Climate Change and Environment

Climate Wise Women

IWRP works in collaboration with a wonderful grassroots women’s climate change organization, Climate Wise Women (climatewisewomen.org). Climate Wise Women’s mission is to increase recognition for women’s leadership and climate wisdom and to insure access to the critical resources necessary for their leadership – and their communities – to succeed. We began our relationship with CWW at the 2012 Rio +20 conference in Brazil. CWW’s strategic approach to leadership development has supported more than 50 international trips for grassroots women activists and subsistence farmers to speak at global climate change meetings. IWRP has been assisting CWW by connecting grassroots women’s groups with international funding opportunities and assisting with grant writing, budgeting, and reporting. An example is the community bookkeeping training where Constance Okellet’s organization, the Osukuru United Women’s Network, has trained over 400 community members in the Tororo District in basic bookkeeping skills, enabling rural women to track the revenues from their harvests and providing a framework for new entrepreneurial initiatives. A new initiative is in the planning, to develop Women’s Climate Centers as a network of groups across Uganda and Kenya to provide localized peer-to-peer training in climate resistant agriculture, water and hygiene management, sustainable energy and conservation as part of an agile knowledge-sharing and capacity-building curriculum. CWW is institutionally based at the Earth Island Institute (earthisland,org).

 

Projects and Missions on Environmental Issues

 

For many years IWRP has been working on issues of climate change and its impact on women. Much of our work for different UN and other agencies – UNDP, UN Women, UNIDO, OSCE, ADB, GEF – has focused on various aspects of climate change.

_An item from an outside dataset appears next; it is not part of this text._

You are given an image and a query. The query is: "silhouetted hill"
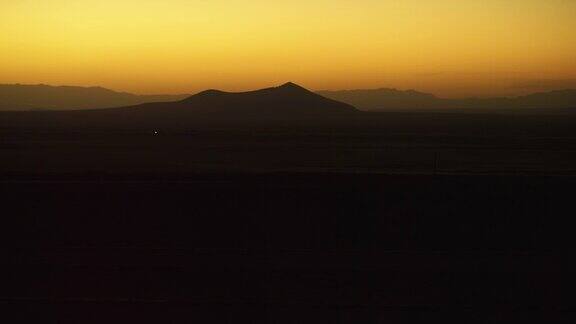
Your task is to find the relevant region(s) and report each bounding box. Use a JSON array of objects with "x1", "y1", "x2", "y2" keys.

IWRP has had a long working relationship with the Global Environment Facility (GEF) on transboundary waters issues, drafting gender equality strategies, carrying out gender analyses, and ensuring a feminist analysis is incorporated wherever possible, particularly on water governance projects. Another example is a project on how to include women’s rights and a gender analysis in the national plan for the removal of Persistent Organic Pollutants (POPs) in the Maldives. In 2015 IWRP worked with CAREC and the OSCE in Central Asia conducting trainings on the link between water governance, women peace and security. Cleary, climate change creates enormous stressors on water, agriculture, and governance. In 2016, IWRP worked with the International Center for Biosaline Agriculture on a water governance project for the Tigris Euphrates river basin in the Middle East looking at gender and human rights.

 

Research

 

IWRP is beginning a research project on the links between climate change and violence against women in its multiple forms. A scoping mission was undertaken to Uganda in mid 2017 and to Nunavut in mid 2018 to begin the research.